This week was spent building a new Proxmox VE 4.0 cluster in the Fremont colocation facility. Hyper-convergence is the current buzzword so the idea of running Ceph on the VM and container hosts seems like an interesting idea. Along with ZFS, I did want to add Ceph into the mix to accomplish the goal of having distributed storage. One very interesting feature of Proxmox is that it has a nice GUI to install and manage Ceph. Here is the official Proxmox Ceph cluster guide which you should follow after setting up the cluster. During the setup, I ran into an issue that we have gotten a few mails on over the past few months so I decided to include the fix in a formal post. The issue arises especially after recycling disks to re-use existing VM hosts for a Proxmox VE and Ceph cluster. Proxmox VE assumes that you are using clean disks with no partition table. We are using disks that were previously used as ZFS mirrors so we need to first delete the partition table. This is a quick guide will cover how to do so along the way.
In this example, the node I am using here is an Intel Xeon D-1540 node with 64GB RAM and six disks:
- 2x 240GB SSDs – ZFS RAID 1 rpool for Proxmox VE root filesystem
- 2x 480GB SSDs
- 2x 4TB hard drives – these were formerly ZFS mirror drives that we are converting to Ceph storage
The first steps in creating a Ceph cluster must be done from the command line:
pveceph init --network 10.0.103.0/24
pveceph createmon
The network 10.0.103.0/24 is our internal 10Gbase-T network setup in the colocation specifically for storage traffic. As a tip: it can be easier to issue the createmon command on each host via SSH.
From here, Proxmox provides an easy to use GUI to setup the Ceph cluster. One of the first things one will want to do is add a Ceph OSD. This can be done by going to the top Ceph tab and then the Disks sub-tab (bottom).
That location is a little bit confusing since you want to create an OSD but that is not on the OSD tab. Generally, one can just click on a drive and use the Create: OSD button. However, we can see the option to Create: OSD is unavailable and grayed out. We have gotten quite a few notes asking about this so we figured it was worth a quick detour, especially for those re-purposing servers for this type of cluster.
The problem if one looks under the Usage column is that it has an existing partition on the device. To fix this, the easiest way is to go back to the command line and use fdisk to delete the partitions.

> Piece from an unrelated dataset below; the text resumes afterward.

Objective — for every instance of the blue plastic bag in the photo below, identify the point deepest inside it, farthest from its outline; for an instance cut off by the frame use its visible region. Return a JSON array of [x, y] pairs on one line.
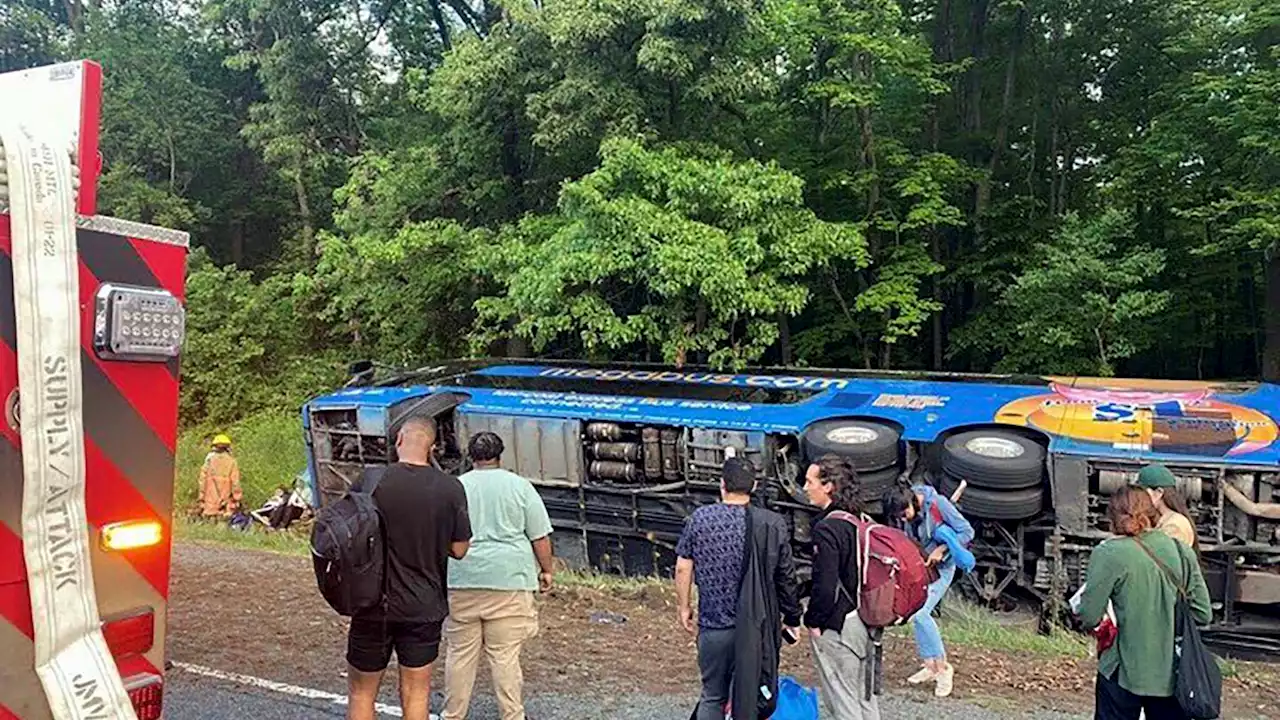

In our example we want to create an OSD with /dev/sdf we then use:
fdisk /dev/sdf
To delete the partition type: d
To write changes (and actually delete the partition) type: w
Here is what it looks like on that particular disk:
If you do have more than one partition on the disk, you may be prompted to pick a partition. If so, continue using d (for delete) and then the partition numbers until you have all partitions deleted before writing changes.
The other option is to use a command such as:
ceph-disk zap /dev/sdf
You can replace /dev/sdf with whatever your device is labeled. That will usually work as well but we have seen it fail to work once which is why we are using fdisk. ceph-disk zap is faster.
Once this is done, we can go back to the Proxmox VE GUI and we can see a significant change because the usage column is now No and Create: OSD is available. If it is still grayed out, you can click on another row and back to the device to get the web GUI to reset.
One can see, it is now possible create a Ceph OSD via the GUI.
As one will quickly see, the OSDs begin to populate the OSD tab once the scripts run in the background:
The bottom line is that starting with a fairly complex setup using ZFS, Ceph and Proxmox for the interface plus KVM and LXC container control is relatively simple. In fact, Proxmox is one of the easier ways to manage a small Ceph cluster. There are other GUIs out there such as Ink Scope, Calamari and ceph-dash, but Proxmox has a fairly easy to use GUI that is integrated with its system to manage VMs and containers.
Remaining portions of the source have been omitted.